Event summary combining transcript, slides, and related documents.

Logotype for IRSA Inversiones y Representaciones Sociedad Anónima

Q3 2026 earnings summary

14 May, 2026

Executive summary

  • Net income for the nine-month period reached ARS 239,741 million, up 415.6% year-over-year, driven by strong rental segment performance and significant fair value adjustments.

  • Shopping mall, office, and hotel segments all reported growth in adjusted EBITDA and revenues, with premium office occupancy at 100% and hotels showing improved rates and margins.

  • Expansion projects include a new office building at Polo Dot for Mercado Libre and ongoing progress in the Ramblas del Plata mixed-use development, with successful lot swaps and commercialization.

Financial highlights

  • Adjusted EBITDA for the period was ARS 232,327 million, up 4.6% year-over-year, with shopping malls at ARS 212,798 million and hotels up 37.4% to ARS 16,523 million.

  • Net income for the period was ARS 239,741 million, compared to ARS 46,497 million in the prior year.

  • Revenues for the nine months ended March 2026 were ARS 464,366 million, up 4.2% year-over-year.

  • Net financial results improved to ARS 69,434 million, with a positive net FX result of ARS 90,729 million.

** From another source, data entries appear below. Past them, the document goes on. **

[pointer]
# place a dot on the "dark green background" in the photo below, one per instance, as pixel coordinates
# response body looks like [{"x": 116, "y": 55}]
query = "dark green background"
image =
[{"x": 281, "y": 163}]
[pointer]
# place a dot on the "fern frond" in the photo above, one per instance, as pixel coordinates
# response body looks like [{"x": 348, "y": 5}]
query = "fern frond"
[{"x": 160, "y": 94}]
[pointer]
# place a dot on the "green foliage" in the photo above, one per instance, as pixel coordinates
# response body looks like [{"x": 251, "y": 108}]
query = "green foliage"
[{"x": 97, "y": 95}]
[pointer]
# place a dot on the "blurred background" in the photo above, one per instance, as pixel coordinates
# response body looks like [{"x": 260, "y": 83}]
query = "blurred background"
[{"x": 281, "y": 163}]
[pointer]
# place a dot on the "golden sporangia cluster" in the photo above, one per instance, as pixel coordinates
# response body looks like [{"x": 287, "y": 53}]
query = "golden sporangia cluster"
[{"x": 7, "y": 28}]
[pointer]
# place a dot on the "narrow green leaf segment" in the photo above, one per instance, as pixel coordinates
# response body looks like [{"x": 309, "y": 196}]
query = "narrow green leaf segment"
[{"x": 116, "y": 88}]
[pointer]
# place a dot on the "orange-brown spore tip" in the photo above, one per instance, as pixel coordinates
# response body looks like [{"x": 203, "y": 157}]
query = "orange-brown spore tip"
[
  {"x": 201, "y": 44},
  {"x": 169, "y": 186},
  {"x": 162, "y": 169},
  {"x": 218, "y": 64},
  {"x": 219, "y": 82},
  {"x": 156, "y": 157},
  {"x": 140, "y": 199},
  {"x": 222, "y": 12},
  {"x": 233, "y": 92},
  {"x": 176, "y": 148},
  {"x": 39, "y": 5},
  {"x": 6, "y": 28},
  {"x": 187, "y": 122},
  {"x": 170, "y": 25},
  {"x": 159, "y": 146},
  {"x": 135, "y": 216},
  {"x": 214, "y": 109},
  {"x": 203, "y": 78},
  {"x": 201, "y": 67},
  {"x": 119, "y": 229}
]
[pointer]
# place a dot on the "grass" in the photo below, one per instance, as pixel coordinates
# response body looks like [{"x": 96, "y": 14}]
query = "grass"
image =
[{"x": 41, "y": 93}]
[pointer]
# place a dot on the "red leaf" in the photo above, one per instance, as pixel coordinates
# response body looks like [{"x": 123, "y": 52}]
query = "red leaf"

  • Cash and cash equivalents at period-end were ARS 54,472 million, down from ARS 381,846 million a year earlier.

Outlook and guidance

  • Management expects continued recovery in line with economic activity, with optimism for new expansions, land acquisitions, and a positive medium-term outlook for inbound tourism.

  • Expansion of the Zetta Building for Mercado Libre is underway, with a 30-month execution period.

  • Shopping center portfolio to be strengthened through acquisitions, developments, and improvements, despite recent slowdown in tenant sales.

  • Real estate development to advance on key projects, supported by revived mortgage lending and favorable market conditions.

  • Focus remains on cost efficiency, liquidity, and capital structure strength.